What “Gothic Springs” accomplishes in weirdness, “Man Eaters” accomplishes in sheer, over the top, blood-spattered Quentin Tarantino-level action.
The setting is a bar. Typical enough. Two women sit at the counter nursing their drinks, arguing over who gets dibs on a man sitting across the room. Typical — or maybe not so much. These women aren’t your standard cocktail sipping bar bimbos; they’re a couple of deadly assassins, and the guy across the room isn’t their next lay, he’s their next target.
“Man Eaters” is one of those films that revels in its own fun. Every element is crafted purely for the sake of enjoyment, without any hoity-toity intellectual fluff. It’s pure adrenaline.
Like “Gothic Springs,” it doesn’t build up to any particularly thought provoking, mind-bending conclusion, but that’s what makes it, and the Horsetooth Festival’s lineup as a whole, a welcome diversion from the usual film fest fare.

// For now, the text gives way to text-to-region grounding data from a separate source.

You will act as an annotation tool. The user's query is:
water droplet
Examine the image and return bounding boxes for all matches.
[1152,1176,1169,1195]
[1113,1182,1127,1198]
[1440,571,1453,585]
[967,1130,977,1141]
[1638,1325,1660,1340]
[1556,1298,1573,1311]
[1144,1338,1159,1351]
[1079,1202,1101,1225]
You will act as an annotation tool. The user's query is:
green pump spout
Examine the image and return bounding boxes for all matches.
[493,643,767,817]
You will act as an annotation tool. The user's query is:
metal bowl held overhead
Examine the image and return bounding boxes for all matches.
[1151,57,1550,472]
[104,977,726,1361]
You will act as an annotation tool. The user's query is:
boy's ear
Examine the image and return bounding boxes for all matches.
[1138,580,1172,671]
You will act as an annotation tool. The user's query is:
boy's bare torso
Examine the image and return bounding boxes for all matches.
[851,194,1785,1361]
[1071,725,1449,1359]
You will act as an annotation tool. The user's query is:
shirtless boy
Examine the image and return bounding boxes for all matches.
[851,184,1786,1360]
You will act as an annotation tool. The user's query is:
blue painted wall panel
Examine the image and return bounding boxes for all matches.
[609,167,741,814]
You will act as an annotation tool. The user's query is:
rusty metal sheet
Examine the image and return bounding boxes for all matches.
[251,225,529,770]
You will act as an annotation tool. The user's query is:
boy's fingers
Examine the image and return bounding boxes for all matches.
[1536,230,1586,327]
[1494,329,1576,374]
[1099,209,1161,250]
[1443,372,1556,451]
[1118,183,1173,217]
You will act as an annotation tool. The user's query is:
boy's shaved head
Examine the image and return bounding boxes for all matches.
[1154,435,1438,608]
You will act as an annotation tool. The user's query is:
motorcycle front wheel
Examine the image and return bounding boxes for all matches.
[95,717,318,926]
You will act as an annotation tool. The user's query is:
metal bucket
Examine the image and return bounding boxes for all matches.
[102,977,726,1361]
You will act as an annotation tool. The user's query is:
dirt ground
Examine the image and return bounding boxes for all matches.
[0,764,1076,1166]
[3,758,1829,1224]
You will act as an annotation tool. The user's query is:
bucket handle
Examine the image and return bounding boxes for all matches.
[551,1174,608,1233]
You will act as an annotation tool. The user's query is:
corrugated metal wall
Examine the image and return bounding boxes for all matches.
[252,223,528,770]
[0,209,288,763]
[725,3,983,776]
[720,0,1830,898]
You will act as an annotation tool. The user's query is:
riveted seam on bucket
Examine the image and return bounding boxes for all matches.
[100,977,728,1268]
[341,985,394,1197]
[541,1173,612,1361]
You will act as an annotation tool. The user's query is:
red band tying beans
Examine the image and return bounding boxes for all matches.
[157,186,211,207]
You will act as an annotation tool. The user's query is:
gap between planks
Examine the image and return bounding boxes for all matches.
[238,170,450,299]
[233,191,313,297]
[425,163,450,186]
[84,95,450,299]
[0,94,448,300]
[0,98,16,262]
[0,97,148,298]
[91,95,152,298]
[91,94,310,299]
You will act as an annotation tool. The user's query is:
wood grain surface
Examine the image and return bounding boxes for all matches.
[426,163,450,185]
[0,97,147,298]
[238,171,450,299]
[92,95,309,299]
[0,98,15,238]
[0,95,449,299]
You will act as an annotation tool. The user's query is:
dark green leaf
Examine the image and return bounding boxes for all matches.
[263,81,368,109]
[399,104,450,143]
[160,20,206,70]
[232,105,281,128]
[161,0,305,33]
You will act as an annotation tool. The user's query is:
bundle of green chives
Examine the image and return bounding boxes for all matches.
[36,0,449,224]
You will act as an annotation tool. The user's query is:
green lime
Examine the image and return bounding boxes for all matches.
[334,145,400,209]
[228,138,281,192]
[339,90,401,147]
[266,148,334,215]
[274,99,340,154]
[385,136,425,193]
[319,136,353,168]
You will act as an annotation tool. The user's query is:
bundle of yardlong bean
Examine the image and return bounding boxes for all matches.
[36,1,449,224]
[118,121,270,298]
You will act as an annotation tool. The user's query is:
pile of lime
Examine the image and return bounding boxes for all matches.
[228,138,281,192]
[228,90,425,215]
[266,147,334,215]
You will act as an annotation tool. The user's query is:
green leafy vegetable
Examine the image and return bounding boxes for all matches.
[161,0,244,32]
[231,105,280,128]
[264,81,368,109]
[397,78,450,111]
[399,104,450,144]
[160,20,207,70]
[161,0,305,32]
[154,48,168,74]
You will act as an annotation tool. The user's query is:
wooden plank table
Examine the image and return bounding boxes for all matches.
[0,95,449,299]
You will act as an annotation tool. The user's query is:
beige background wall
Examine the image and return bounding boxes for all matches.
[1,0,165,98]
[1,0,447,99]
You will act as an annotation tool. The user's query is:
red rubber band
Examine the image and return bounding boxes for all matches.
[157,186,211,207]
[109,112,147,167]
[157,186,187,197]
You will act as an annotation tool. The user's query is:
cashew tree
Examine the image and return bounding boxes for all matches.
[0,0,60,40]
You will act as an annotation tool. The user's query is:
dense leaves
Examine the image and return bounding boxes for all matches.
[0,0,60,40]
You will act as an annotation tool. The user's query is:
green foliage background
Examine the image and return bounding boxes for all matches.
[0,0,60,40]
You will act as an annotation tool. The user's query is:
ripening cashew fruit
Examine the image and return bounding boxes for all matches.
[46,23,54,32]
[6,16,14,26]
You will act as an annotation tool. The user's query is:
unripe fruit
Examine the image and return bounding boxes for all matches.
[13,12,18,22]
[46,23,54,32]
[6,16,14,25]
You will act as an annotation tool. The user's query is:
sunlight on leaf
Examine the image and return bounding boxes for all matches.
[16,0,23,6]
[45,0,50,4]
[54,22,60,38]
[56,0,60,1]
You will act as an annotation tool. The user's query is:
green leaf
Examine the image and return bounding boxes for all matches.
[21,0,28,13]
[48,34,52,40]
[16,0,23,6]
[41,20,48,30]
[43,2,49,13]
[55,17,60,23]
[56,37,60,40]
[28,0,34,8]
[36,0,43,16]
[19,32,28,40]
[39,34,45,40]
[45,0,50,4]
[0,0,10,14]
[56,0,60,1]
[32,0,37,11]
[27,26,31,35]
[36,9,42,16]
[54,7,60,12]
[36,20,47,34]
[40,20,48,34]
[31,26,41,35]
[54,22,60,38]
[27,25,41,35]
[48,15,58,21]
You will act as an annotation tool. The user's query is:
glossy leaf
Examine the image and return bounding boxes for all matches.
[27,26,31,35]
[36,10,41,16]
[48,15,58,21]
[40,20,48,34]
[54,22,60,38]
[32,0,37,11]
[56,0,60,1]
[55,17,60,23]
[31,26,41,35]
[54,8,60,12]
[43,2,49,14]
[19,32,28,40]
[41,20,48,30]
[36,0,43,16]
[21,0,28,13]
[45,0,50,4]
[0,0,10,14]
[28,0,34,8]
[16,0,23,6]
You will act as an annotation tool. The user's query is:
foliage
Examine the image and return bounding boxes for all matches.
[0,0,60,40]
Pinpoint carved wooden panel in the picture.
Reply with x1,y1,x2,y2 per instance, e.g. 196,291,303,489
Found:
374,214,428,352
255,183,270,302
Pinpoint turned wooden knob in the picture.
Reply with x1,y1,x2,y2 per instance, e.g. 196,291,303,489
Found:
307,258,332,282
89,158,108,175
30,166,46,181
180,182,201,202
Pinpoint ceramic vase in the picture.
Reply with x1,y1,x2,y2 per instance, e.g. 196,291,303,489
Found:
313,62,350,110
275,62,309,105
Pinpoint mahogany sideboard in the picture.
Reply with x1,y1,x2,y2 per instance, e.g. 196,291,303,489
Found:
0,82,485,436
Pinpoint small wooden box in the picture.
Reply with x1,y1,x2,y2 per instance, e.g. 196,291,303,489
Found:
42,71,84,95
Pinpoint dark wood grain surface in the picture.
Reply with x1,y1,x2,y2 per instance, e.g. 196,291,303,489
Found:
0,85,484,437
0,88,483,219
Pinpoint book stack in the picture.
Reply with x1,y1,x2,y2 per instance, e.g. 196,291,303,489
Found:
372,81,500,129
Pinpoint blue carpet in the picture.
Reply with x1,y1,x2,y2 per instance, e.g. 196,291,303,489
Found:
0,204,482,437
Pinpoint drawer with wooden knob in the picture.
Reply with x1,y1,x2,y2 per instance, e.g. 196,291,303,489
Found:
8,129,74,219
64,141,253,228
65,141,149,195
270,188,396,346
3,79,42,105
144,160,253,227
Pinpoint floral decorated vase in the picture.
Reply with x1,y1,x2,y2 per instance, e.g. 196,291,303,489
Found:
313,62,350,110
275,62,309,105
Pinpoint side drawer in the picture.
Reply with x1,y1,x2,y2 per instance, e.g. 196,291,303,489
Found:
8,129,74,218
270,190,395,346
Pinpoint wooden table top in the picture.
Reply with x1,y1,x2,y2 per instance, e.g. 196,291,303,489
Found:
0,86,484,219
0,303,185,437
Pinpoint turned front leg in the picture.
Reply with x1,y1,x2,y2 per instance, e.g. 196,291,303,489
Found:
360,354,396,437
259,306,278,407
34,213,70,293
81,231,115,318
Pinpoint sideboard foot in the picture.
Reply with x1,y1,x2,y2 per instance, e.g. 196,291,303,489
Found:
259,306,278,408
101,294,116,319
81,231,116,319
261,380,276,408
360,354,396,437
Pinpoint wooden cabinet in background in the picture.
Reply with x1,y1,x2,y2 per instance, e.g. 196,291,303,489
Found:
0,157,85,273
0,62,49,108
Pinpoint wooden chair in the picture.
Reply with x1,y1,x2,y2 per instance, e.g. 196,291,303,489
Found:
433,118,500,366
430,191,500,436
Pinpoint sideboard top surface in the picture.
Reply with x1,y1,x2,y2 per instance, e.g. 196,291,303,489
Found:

Their focus is capturing and recreating an emotion (in this case, wild, cathartic excitement), then letting the viewer do with that feeling what they please, rather than attempting to explain the feeling to them in a manner that affirms some pre-established belief or idea of the artist.
It’s the focus on filmmaking as an art rather than as social commentary that sets this festival apart from others like it. It’s very easy for festivals of this nature to descend into kitschy imitations of more established exhibitions such as Telluride or South By Southwest.
However, with its unique Front Range flair and smashing lineup of shorts, the HIFF holds its own and is well on its way to carving out a spot in the festival circuit.